If you take his body of work as a whole, then it comes across almost as a kind of handbook on how to achieve this kind of rebellious nobility. That’s why the article refers to Nietzsche’s desire for “converts,” rather than just readers. So this emancipation from the vicissitudes of lower caste living is available to anyone who seriously takes Nietzsche on. If you happen to be poor from the working class, Nietzsche presents you with a way to leave that all behind. In favor of an artistic rebelliousness that could transform your life for the better. Whereas Marx argued for a communist society to help the working class, Nietzsche’s work showed individuals the door to leave it behind. That’s why his writing has such a personal flavor. It’s a handbook for social mobility.

So how does that make him a beacon of the contemporary “Right” as the article claims? I’m not sure. I can see the conservatism of his interest in classical antiquity, and even in his acknowledgement of the inevitability of social stratification. But by providing the philosophical key to escape wage slavery and to become an artist, to *everyone* who reads, reflects, and strives for that, then he could also realistically lay claim to being one of philosophy’s great democrats. Ironically.

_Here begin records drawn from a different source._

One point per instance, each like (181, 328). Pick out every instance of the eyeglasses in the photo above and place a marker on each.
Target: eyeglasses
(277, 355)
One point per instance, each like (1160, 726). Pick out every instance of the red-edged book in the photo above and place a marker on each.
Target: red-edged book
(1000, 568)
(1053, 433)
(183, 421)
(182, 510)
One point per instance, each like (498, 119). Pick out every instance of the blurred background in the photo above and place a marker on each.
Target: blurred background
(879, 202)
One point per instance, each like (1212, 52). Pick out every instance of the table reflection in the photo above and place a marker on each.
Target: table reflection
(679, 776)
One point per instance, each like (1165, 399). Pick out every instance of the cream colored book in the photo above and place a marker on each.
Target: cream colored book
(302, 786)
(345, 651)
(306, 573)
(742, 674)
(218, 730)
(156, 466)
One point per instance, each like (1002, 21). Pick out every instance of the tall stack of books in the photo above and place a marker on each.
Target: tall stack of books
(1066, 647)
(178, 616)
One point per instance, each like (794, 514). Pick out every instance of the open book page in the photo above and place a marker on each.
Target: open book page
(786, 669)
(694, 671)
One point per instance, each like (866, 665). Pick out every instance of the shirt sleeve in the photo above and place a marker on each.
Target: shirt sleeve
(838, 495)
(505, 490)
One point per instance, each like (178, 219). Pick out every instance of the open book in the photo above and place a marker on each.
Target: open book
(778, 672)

Interesting claim since I’ve never seen a right-winger understand Nietzsche in any sufficient way.

As a teenager I found a lot of “intellectual” right wing websites like ANUS.com and stuff that proclaimed Nietzsche as their own. Then I studied Nietzsche seriously in university and they were completely out to fucking lunch! 😂


This is such a disappointingly primitive and reductionist take that is almost ridiculous. “Nietzsche used metaphors to conceal his wickedness” is as trivially incompetent as those that take Leonardo’s mirror-writing as a mechanism to hide his writing from others.


I always thought that Nietzsche had a disdain towards Socialism or Socialists due their claim that all humans are equal – not just by rights – by means that in equal environment they will create* equally.

In a way I agree with Nietzsche, and I feel it’s evident that some people would be more creative than others, and a forced egalitarianism is a sign of inferior society. Nietzsche also thought the likes of Goethe and Shakespeare to be higher men that the likes of Julius Caesar or Napoleon, because the latter are not creative, although great, but political, for him that’s a second in rank order as form of life governing principle – after active creation.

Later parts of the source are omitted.